The proposed solution was built on a serverless AWS architecture with a focus on AI/ML and NLP for processing unstructured documents. This approach was chosen as the most optimal in terms of combining flexibility, reliability, and operational efficiency. The serverless model allows for rapid scaling based on document volume without the need for infrastructure management, while AWS's native AI services provide proven accuracy and the ability to quickly integrate with existing ERP and B2B systems.

 

Key components:

  • Amazon S3 – input storage for uploaded documents.

  • Amazon Textract – automatic extraction of text, tables, and key-value pairs.

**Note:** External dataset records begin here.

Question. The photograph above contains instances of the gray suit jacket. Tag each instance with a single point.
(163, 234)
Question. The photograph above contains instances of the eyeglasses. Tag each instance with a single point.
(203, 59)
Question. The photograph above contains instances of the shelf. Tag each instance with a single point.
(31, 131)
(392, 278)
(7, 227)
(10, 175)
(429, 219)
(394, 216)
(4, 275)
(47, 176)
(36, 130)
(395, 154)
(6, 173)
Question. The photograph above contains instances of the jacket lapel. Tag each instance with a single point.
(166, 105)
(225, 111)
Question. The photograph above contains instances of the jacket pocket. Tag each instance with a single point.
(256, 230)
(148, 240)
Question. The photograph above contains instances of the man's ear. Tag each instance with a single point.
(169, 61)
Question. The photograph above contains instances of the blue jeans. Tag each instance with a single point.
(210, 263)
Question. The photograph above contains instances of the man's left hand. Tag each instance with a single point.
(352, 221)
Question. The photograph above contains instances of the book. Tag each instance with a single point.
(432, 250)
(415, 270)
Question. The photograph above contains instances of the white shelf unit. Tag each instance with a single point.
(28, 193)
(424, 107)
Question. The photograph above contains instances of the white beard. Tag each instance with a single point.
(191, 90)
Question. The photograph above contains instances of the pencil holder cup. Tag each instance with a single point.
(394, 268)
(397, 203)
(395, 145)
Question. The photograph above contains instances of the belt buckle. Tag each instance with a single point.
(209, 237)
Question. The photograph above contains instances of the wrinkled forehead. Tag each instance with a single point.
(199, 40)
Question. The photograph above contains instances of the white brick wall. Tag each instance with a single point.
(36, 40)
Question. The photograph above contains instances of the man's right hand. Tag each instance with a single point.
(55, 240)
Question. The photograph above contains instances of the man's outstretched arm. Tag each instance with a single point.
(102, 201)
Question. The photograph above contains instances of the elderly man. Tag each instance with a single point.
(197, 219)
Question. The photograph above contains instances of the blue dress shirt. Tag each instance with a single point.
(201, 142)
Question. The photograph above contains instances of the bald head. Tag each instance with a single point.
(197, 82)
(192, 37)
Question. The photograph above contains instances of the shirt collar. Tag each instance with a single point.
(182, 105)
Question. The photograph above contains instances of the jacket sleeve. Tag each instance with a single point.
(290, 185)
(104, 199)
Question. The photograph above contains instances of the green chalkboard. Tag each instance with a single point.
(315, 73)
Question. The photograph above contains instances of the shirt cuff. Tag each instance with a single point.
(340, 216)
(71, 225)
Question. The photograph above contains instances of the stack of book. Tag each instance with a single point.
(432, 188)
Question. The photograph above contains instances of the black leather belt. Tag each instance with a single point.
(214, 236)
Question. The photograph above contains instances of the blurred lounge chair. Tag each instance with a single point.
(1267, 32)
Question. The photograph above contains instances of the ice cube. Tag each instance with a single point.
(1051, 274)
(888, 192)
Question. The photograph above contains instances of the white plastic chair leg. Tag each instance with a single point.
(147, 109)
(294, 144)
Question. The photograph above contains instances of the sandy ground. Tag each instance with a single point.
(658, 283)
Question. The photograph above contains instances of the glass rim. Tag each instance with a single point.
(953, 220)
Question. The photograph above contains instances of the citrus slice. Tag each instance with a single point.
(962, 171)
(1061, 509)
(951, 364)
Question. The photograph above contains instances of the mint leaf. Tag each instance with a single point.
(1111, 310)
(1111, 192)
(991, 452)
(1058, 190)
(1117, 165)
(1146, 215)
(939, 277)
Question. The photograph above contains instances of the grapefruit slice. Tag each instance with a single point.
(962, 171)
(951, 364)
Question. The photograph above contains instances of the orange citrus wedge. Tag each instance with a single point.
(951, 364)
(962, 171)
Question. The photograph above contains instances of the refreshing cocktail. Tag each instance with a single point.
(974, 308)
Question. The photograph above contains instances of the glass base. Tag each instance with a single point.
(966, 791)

  • Amazon Comprehend + custom NLP (SageMaker) – identification and classification of technical parameters (voltage, power, dimensions, standards, IP protection).

  • AWS Lambda – workflow orchestration and transformation into structured JSON.

  • Amazon DynamoDB – storage of extracted data + metadata.

  • API Gateway – integration with ERP systems and B2B portal.

  • Amazon CloudWatch – monitoring KPIs, latency, errors, and model quality.

 

Process:

  1. Supplier file uploaded to S3 (batch or event-driven).

  2. Textract extracts text and tables; the result is passed to a Lambda function.

  3. The SageMaker NLP model and Comprehend identify parameters and map them to internal fields.

  4. Lambda completes validation, creates JSON, and saves the record to DynamoDB.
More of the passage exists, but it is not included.